Il Mezzogiorno che si riunisce e si coordina suggerisce forse nuove "forme" di protagonismo politico ed istituzionale. Soprattutto in una fase inedita e fluida come questa. Precisiamo, però, che significa "svolta istituzionale".
«Significa politiche mirate al riposizionamento del Mezzogiorno nell’economia, coordinate a Roma, ma anche dall’insieme delle regioni meridionali. Le regioni del Sud in questi anni da sole e col solo supporto dei fondi europei hanno fatto miracoli. Oggi, per fare di più devono collegarsi tra loro».
In cosa, per esempio?
«La partita delle infrastrutture resta una partita chiave per il rilancio del Mezzogiorno. Essa va giocata, al di là dei confini amministrativi di ogni regione, in una dimensione d’insieme, che non può venire da Roma, ma piuttosto deve essere elaborata e soprattutto gestita dai governi regionali».
Il coordinamento delle regioni meridionali offre come spunto tra i più interessanti proprio la dimensione allargata di ogni ragionamento ed iniziativa. Questo finirà per non valere solo per le grandi infrastrutture, non le pare? Insomma, si può parlare di "macroarea" Sud in tutti i sensi?

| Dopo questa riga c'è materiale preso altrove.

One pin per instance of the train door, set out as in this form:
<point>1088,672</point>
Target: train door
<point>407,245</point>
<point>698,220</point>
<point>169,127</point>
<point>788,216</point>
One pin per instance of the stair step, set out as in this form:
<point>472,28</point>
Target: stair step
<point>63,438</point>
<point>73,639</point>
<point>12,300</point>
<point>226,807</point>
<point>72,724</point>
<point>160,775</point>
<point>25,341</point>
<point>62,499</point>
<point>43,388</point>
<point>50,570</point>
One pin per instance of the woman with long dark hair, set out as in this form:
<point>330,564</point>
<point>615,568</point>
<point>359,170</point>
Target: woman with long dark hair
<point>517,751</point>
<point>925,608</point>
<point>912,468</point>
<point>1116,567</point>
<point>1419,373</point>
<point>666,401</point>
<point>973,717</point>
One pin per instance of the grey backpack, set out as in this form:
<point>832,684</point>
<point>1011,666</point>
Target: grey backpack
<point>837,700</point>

«Il termine è giusto ed è l’unico biglietto da visita con cui ci si può presentare sulla scena del mercato globale. Di fronte a questa sfida non esiste Puglia o Campania. Può esistere solo un Mezzogiorno capace di fare squadra, sinergia, scala».
Lei ci sta suggerendo le tre S del Grande Sud.
«Questo è vero anche nei confronti della nuova dimensione istituzionale che sta assumendo l’Europa. Di fronte ad un’Europa sempre più complessa e affollata di piccoli e grandi partner è fondamentale riuscire a presentarsi come un unico interlocutore. Questo significa anche pensare a organismi istituzionali stabili di rappresentanza di tutte le regioni meridionali. Il rischio è che l’ottima partenza di questi giorni si fermi allo stadio utilissimo, ma non sufficiente, dei convegni e degli appelli. Bisogna avere il coraggio di mettere mano subito ad una forma stabile di rappresentanza e coordinamento istituzionale delle regioni del Sud».
Pensare a forme di rappresentanza stabile delle regioni meridionali non sfiora in qualche modo il dibattito attuale ed acceso sulle riforme istituzionali?
«No. Lo spirito non dev’essere quello di travalicare gli assetti costituzionali, che devono essere sempre improntati a preservati nel segno fondamentale dell’unità del paese. Le iniziative da prendere riguardano tutte quelle sedi, a cominciare dalla conferenza stato-regioni, dove un coordinamento meridionale appare funzionale agli obiettivi specifici da raggiungere».
Questa capacità d’iniziativa delle regioni meridionali si può dire per certi versi anche conseguenza del nuovo protagonismo dei governatori e dal loro legame con un sistema elettivo diretto? In parole povere, senza governatori "forti" il Sud che si riunisce e si coordina avrebbe le stesse potenzialità e l’alto impatto di oggi?
«Non credo che sia un fattore decisivo. Certo i governatori aiutano a semplificare il quadro delle iniziative, ma il problema che oggi ha di fronte il Sud riguarda tutti i partiti vecchi e nuovi e la classe politica nel suo insieme. Per creare il Grande Sud, di cui oggi abbiamo bisogno, non basta una squadra di leader. Ci vuole sicuramente il contributo di tutti».